Konsolun şeklini gösterdiklerinde, çok büyük eleştirilerle karşılaşıldı. Ellerini korkak alıştırmamışlar ve radikal bir tasarıma gitmişler. Bir süredir “prototip” diye tanıtılan tasarıma kıyasla çok daha seksi bir sonuç çıkmış ortaya. Ama alıştığımız kutu tasarımından çok farklı bir şey gördüğümüz için, çoğu oyuncunun tepkisiyle karşılaşmış durumda. Beğenmeyen çok kişi var. Ama şunu hatırlatmam gerekiyor ki, oyun piyasasında oluşmuş monotonluğu yıkabilmek için, böyle radikal yeniliklere ihtiyacımız var. O yüzden ben beğendim. En azından cesur bir adım atmış olmalarını takdir ettim. Yine de beyaz rengin içinde siyah parlak görüntüyü tuttuğumu söyleyemem. Aynı tasarımın mat siyah renklisi çıkar umarım. Gerçi bu tasarıma gelen eleştirilerde “Damned if you do, damned if you don’t” (yapsan da suçlusun yapmasan da) klişesi yer alıyor. Sony PlayStation 5’in çıkacağını ilk duyurduğunda, PlayStation 4 yazısındaki 4’ü silip yerine 5 yazmış olmaları çok eleştirilmişti. Klasik tasarımı korumayı seçtiklerinde dalga geçilmişti. Şimdi de konsolu klasik tasarımlardan bağımsız tasarladıklarında yine dalga geçiliyor, klasik tasarımdan çok koptukları için. O yüzden bence eleştirilere çok fazla kafayı takmadan, ellerini korkak alıştırmadan böyle hamleler yapmaları iyi oluyor. Artık konsollarda fiziksel sürücünün yer almamaya başlayacağını da işaret etmeleri, değişime yönelik atılan adımlardan biri.
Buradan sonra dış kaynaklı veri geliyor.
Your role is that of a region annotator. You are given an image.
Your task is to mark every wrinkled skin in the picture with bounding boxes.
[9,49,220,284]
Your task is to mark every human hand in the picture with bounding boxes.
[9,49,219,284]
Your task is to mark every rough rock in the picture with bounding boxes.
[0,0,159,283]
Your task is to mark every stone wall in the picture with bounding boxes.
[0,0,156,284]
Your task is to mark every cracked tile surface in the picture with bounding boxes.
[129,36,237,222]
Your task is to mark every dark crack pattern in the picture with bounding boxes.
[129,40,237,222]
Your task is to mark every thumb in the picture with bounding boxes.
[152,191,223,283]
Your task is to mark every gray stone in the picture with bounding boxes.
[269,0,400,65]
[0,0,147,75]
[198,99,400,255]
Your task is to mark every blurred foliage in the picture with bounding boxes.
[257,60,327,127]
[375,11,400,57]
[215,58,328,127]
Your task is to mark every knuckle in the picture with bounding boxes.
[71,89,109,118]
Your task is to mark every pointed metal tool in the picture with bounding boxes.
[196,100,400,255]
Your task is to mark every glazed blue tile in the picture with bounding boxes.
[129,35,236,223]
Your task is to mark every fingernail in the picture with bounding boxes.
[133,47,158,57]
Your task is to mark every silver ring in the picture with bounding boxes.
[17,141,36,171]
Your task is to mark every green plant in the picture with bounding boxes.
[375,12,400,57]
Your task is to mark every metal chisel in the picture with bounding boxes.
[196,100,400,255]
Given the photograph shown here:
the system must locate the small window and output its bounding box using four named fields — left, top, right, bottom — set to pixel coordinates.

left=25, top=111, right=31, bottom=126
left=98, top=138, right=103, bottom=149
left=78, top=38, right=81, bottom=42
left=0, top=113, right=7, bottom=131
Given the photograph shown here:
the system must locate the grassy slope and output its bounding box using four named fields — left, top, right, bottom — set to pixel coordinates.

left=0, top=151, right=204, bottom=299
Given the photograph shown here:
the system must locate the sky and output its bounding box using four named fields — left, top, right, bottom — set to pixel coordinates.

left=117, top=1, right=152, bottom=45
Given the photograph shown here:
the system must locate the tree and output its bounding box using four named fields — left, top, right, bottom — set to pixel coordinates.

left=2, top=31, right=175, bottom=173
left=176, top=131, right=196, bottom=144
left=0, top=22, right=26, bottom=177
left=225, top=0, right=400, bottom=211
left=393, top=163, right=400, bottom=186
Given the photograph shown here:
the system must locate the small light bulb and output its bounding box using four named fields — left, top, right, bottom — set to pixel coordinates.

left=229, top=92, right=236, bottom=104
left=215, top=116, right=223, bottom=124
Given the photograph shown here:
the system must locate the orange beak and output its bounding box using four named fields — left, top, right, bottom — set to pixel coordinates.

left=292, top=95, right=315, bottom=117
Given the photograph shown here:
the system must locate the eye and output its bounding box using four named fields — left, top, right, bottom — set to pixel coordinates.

%50 gümrük vergisi, %18 KDV, %20 ÖTV, %1 Kültür Bakanlığı payı, %10 TRT payı ile 3000 TL’lik geliş fiyatıyla 7500 TL hale çıkan bir PlayStation 5 fiyatıyla karşılaşıyoruz. Türkiye için düşünürsek, çok fazla kişinin evine girmeyecek. Ama bizi bir kenara bırakıp, dünya genelinde yaşanabilecek etkisine bakmak lazım. Ne yazık ki bu aşamada bu konuda doygun bir yorum yapmak çok zor. Sony’nin sunumu bu açıdan çok zayıf olmuş. Farklı tarzlardan bir çok oyun gösterdiler, ama aklımızdaki sorulara cevaplar bulamadık. “İleriki zamanda yeni duyurularımızı bekleyin” diyerek sürprizli bir kapanış yaptılar. Belki buralarda tatmin edici cevaplar alabiliriz, mecburen bekleyeceğiz.